Nesta segunda-feira (04/11/2024), familiares, representantes políticos e ativistas de direitos humanos se reuniram no Cemitério Quinta dos Lázaros, em Salvador, para homenagear o líder político e escritor baiano Carlos Marighella. O evento foi realizado no mausoléu de Marighella, marcando os 55 anos de seu assassinato, ocorrido em 1969, durante o regime militar. Entre os presentes, estava Lucinea Rocha, diretora executiva da Superintendência de Apoio e Defesa aos Direitos Humanos (SUDH), representando a Secretaria de Justiça e Direitos Humanos (SJDH).
Durante a cerimônia, a SJDH reforçou seu compromisso com a promoção da justiça e a reparação a vítimas de violações de direitos humanos, princípios que fundamentam sua atuação.

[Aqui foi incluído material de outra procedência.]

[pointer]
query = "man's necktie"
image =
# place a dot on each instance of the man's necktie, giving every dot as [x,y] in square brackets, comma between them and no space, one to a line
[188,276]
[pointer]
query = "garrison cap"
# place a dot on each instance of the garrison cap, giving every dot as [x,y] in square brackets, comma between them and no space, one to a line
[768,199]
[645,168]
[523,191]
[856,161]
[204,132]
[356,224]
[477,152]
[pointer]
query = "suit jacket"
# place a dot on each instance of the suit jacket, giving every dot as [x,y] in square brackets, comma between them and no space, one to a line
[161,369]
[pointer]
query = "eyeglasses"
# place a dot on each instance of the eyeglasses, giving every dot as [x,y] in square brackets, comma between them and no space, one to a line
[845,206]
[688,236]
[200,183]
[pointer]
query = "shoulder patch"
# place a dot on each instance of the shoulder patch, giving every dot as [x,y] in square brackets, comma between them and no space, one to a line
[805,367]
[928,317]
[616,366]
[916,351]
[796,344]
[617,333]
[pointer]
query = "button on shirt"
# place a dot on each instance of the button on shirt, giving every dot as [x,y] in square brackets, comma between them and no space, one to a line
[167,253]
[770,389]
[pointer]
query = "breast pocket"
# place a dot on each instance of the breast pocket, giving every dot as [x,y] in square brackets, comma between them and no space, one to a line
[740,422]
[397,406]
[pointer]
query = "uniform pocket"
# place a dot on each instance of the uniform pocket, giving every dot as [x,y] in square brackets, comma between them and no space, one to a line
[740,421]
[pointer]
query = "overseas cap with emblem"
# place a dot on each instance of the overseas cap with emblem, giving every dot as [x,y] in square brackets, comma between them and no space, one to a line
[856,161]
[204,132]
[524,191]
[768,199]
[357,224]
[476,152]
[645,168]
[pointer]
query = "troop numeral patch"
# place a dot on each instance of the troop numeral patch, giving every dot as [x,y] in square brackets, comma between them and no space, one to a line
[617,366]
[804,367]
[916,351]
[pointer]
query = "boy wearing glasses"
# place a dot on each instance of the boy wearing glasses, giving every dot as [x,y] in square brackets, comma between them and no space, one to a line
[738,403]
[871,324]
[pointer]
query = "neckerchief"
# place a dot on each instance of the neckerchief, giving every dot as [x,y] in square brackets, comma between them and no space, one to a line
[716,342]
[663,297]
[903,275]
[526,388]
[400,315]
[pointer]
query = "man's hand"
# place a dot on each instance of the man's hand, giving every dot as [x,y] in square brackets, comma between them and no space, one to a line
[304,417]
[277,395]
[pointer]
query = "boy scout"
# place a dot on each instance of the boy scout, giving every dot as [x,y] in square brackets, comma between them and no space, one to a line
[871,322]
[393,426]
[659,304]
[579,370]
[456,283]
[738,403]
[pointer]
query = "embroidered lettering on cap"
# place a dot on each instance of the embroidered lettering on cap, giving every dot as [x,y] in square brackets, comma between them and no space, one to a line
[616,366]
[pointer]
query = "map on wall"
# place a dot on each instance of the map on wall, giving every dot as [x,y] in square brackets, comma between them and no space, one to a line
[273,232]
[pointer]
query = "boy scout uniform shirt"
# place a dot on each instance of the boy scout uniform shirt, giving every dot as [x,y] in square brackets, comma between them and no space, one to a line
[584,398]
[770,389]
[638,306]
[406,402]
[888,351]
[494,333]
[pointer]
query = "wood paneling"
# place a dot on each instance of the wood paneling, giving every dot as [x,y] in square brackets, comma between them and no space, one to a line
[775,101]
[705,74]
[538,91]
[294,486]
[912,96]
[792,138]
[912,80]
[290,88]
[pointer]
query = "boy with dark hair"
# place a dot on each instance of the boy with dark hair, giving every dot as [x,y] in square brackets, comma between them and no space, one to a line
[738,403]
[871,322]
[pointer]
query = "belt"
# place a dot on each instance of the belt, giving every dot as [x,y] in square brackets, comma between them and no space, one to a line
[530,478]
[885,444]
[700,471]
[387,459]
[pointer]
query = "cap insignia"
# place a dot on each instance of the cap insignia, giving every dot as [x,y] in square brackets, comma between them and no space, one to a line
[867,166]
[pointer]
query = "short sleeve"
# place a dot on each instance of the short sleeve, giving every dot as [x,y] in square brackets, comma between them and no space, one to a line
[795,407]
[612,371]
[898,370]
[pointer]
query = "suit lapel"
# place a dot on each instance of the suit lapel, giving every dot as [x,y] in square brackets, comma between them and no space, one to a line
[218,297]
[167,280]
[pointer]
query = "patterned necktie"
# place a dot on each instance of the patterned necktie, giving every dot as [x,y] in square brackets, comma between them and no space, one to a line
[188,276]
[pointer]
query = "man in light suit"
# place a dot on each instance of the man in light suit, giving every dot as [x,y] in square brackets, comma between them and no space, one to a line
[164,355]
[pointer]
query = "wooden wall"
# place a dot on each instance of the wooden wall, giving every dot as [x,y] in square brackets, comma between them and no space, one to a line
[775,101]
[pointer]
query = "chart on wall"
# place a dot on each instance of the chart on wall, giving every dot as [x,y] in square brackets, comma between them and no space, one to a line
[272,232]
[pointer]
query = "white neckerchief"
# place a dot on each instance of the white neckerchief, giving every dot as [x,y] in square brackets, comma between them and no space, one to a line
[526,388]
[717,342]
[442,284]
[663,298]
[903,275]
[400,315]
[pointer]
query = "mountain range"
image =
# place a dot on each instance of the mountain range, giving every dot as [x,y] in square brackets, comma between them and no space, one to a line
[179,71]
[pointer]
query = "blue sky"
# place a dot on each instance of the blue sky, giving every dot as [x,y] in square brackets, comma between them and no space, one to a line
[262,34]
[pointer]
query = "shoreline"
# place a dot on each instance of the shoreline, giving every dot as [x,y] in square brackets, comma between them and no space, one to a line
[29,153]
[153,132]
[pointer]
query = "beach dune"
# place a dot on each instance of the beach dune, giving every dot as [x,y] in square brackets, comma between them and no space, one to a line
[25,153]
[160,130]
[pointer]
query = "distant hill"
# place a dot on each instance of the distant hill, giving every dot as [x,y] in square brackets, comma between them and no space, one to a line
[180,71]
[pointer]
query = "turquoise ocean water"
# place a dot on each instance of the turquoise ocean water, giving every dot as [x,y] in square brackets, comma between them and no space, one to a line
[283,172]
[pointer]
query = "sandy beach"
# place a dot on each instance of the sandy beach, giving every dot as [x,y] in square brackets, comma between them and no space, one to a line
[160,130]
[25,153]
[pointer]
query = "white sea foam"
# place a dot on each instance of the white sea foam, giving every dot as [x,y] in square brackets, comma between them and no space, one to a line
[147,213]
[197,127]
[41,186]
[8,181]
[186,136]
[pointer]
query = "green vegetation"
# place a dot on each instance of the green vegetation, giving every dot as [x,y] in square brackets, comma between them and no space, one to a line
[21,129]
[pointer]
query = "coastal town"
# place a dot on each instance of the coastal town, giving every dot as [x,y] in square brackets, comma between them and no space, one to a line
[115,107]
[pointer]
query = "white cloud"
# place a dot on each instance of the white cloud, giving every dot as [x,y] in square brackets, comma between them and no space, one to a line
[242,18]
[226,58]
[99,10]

Baseada no eixo estratégico “Educação e Cultura em Direitos Humanos”, a SJDH promove ações e debates para fortalecer a memória de figuras como Marighella, reconhecido pela luta em defesa da justiça social e da democracia.
“A participação da Secretaria de Justiça e Direitos Humanos nas homenagens a Carlos Marighella é um reconhecimento de sua luta pela justiça social, que é essencial para nossa política de preservação da memória. A trajetória de Marighella contribuiu para o desenvolvimento dos movimentos sociais e para a formação política nacional”, afirmou Lucinea Rocha.
A agenda de homenagens a Carlos Marighella se estende até esta terça-feira (5), com um ato na Assembleia Legislativa da Bahia (ALBA), em alusão ao Dia Estadual de Combate à Tortura, instituído em 2019 e incorporado ao calendário oficial do Estado. Esse marco, sancionado pelo então governador Rui Costa, reverencia a trajetória de Marighella, reconhecido como um dos principais opositores do regime militar no Brasil. Outros eventos estão programados para dezembro, em celebração aos 113 anos de nascimento de Marighella, no dia 5, e aos 45 anos do traslado de seus restos mortais para Salvador, em 10 de dezembro de 1979.
O filho de Marighella e sua neta, Maria Marighella, presidenta da Fundação Nacional das Artes (Funarte), participaram da cerimônia, enfatizando a importância de manter viva a memória do líder político. Em sua fala, Maria Marighella destacou a influência do avô na luta pela democracia e pela justiça.
“Marighella é uma inspiração constante, seja no parlamento, nas ruas, nos movimentos sociais, nas instituições ou nas artes. Sua presença se faz em toda esquina que luta pela justiça e na vida daqueles que defendem a democracia”, declarou.
O ato também contou com a presença de figuras como o deputado estadual Hilton Coelho, o vereador de Salvador Sílvio Humberto, o vereador eleito professor Hamilton Assis, além de Diva Santana, ativista e integrante da Comissão de Mortos e Desaparecidos da Ditadura Militar. Também participaram Joviniano Neto, presidente do Grupo Tortura Nunca Mais na Bahia (GTNM-BA), e representantes do Movimento dos Trabalhadores Sem Terra (MST), que relembraram a trajetória de Marighella e sua contribuição para os direitos humanos e a justiça social no Brasil.